Financial gifts ease the burden of COVID
While we have witnessed life as we know it turn upside down these past five months during the pandemic, we have also experienced an outpouring of generous financial donations to help our community during these unprecedented times.
“When a family member gives to our campus in honor or memory of a loved one, or even just because they feel led to help however they can, it is one of the highest praises our campus feels that reassures us that we are fulfilling our mission. By supporting us, we know that this family truly believes we are fulfilling our mission and it makes us all feel great appreciation for the tasks we perform daily,” said Crystal Stock, marketing director.
We are so grateful for the families featured here – and so many others – who have shown their support either through financial support, sewing skills with handmade masks and prayers.
The Andrews Family
Janell Andrews and her husband, Glen, felt compelled to give to the COVID fund. Janell’s dad, Harold Stevenson, is currently in memory care and has been living at Presbyterian Manor for 10 years this fall. Her mother, Jan, lived here for six years before she passed away.
“My husband and I chose to donate to help the staff in any way that could facilitate the job they have to do day in and day out. They’re working so hard and doing a fabulous job. The staff is outstanding, as is Susan, and I know they’re doing a good job. Any way we can help support that, they’re going to need it. It’s not much in the scheme of things, but hopefully it helped a little bit,” said Janell.
Janell’s family felt the devastating impact of COVID first-hand.
“My aunt was in a retirement community in Colorado Springs and died of the virus the first part of April. People just don’t realize the challenge in these types of communities is phenomenal. It hit home really fast after they called the quarantine,” she added.
To stay connected, Janell has window visits with her dad and they use a phone to hear each other better.
The Bock Family
Another family that gives generously to Presbyterian Manor throughout the year are the Bocks. John Bock has lived on our campus for few years and his wife, Elsie, passed away last year.
“With the onset of COVID 19, we know that everything related to resident care at Emporia Presbyterian Manor has been turned upside down. With these challenges, certainly come increased costs. Will public funds be available to meet these challenges? We do not know. What we do know, is that assistance to help meet these additional needs was not in their budget.

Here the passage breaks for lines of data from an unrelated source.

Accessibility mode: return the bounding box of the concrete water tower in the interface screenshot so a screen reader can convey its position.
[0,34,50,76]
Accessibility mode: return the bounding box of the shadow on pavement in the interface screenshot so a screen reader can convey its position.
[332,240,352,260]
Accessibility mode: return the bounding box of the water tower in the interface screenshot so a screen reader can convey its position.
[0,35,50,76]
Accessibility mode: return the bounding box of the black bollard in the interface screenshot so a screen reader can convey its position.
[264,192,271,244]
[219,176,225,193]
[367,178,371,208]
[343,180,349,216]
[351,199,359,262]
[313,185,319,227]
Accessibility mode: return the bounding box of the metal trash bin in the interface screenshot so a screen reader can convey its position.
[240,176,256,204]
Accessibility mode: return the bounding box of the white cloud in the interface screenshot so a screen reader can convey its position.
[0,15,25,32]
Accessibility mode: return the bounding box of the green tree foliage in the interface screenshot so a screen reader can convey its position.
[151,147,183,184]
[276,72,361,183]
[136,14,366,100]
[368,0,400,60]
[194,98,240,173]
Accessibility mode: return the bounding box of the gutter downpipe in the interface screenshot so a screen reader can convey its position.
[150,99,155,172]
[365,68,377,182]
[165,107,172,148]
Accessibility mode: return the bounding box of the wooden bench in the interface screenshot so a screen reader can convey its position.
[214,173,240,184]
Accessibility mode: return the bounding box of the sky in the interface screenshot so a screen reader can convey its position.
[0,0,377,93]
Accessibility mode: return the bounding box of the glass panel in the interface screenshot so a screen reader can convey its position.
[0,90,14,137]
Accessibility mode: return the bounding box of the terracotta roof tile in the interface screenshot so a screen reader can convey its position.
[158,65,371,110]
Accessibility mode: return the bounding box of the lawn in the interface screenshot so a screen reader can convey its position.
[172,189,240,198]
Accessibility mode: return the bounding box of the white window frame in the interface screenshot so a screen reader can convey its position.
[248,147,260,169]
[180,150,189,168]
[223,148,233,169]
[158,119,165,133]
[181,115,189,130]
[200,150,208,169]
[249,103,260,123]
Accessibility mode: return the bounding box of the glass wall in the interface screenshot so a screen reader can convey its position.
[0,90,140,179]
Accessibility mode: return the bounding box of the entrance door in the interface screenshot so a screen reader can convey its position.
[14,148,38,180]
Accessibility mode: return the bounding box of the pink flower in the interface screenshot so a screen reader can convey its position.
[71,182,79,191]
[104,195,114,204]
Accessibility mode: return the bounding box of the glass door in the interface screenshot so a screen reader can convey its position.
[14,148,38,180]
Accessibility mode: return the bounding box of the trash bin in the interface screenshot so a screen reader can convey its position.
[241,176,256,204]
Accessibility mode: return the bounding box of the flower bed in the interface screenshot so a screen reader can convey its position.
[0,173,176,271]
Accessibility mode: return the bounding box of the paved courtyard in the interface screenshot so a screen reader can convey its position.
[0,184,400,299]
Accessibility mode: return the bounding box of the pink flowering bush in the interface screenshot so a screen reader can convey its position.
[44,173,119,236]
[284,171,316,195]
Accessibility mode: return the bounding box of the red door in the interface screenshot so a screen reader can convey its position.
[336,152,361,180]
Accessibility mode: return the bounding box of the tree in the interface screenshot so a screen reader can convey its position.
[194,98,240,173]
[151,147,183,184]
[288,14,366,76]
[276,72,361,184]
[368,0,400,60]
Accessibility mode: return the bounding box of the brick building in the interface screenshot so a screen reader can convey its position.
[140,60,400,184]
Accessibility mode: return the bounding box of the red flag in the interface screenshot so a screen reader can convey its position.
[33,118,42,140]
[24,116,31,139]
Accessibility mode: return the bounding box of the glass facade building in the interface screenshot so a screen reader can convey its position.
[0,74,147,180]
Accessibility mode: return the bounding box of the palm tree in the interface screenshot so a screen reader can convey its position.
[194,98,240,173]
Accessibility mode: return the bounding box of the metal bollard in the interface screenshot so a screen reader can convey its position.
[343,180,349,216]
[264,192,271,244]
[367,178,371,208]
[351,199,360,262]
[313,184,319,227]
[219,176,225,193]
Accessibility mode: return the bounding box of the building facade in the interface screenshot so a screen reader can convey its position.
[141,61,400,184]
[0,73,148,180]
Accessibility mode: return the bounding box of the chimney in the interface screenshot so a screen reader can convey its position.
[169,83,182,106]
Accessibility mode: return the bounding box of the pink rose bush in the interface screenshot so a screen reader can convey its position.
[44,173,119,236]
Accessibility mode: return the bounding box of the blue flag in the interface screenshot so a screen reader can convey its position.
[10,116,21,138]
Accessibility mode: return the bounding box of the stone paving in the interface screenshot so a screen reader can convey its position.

We are so thankful that, unlike many communities, the Presbyterian Manor has managed to avoid the devastating consequences of the virus,” said Curtis Bock, son of John Bock.
The Bock family has strong ties to the Emporia Presbyterian Manor that go back nearly 40 years!
“Our family has been helped by the Emporia Presbyterian Manor, starting with my grandmother in the 1980's, and more recently, our good friend Martha Roniger. When it became obvious in 2018 that our parents could no longer manage in their home near Elmdale, my sister and I knew where they should be,” said Curtis. “We have appreciated the good care our mother received before her death last year, and the care my father has received as well. We felt it only right to give back to the caregiving community that has helped our family and loved ones.”
He added, “We are in hopes that the COVID donations will help purchase some of the additional supplies that are needed. We also hope that this pandemic ends soon. If not, we will dig deeper.”
Resident Nina Gragg
Nina Gragg is an active and long-time resident of the Presbyterian Manor. Her brother, Arlo, lived on campus for a couple years before he passed away in May.
“My brother died, and I wanted to do something in his memory. Arlo was a very giving person and did a lot of charity work. He helped people out that needed help. This is something he really would have liked and contributed to,” said Nina.
She added, “I know a lot of people are really suffering through this. We’re suffering here but it’s a different kind of suffering. It seemed like a good thing to do to help others out.”
To stay positive during this time, Nina has stayed connected with her family in various ways.
“We do FaceTime so we get to talk to one another and I get to see them. I have a granddaughter with great-grandchildren and my son in Osage City (and his wife) and they drive by and we holler at one another. We do all the little things we can do to stay together,” said Nina.
She offers good advice for everyone: “Keep the faith and keep your mask on.”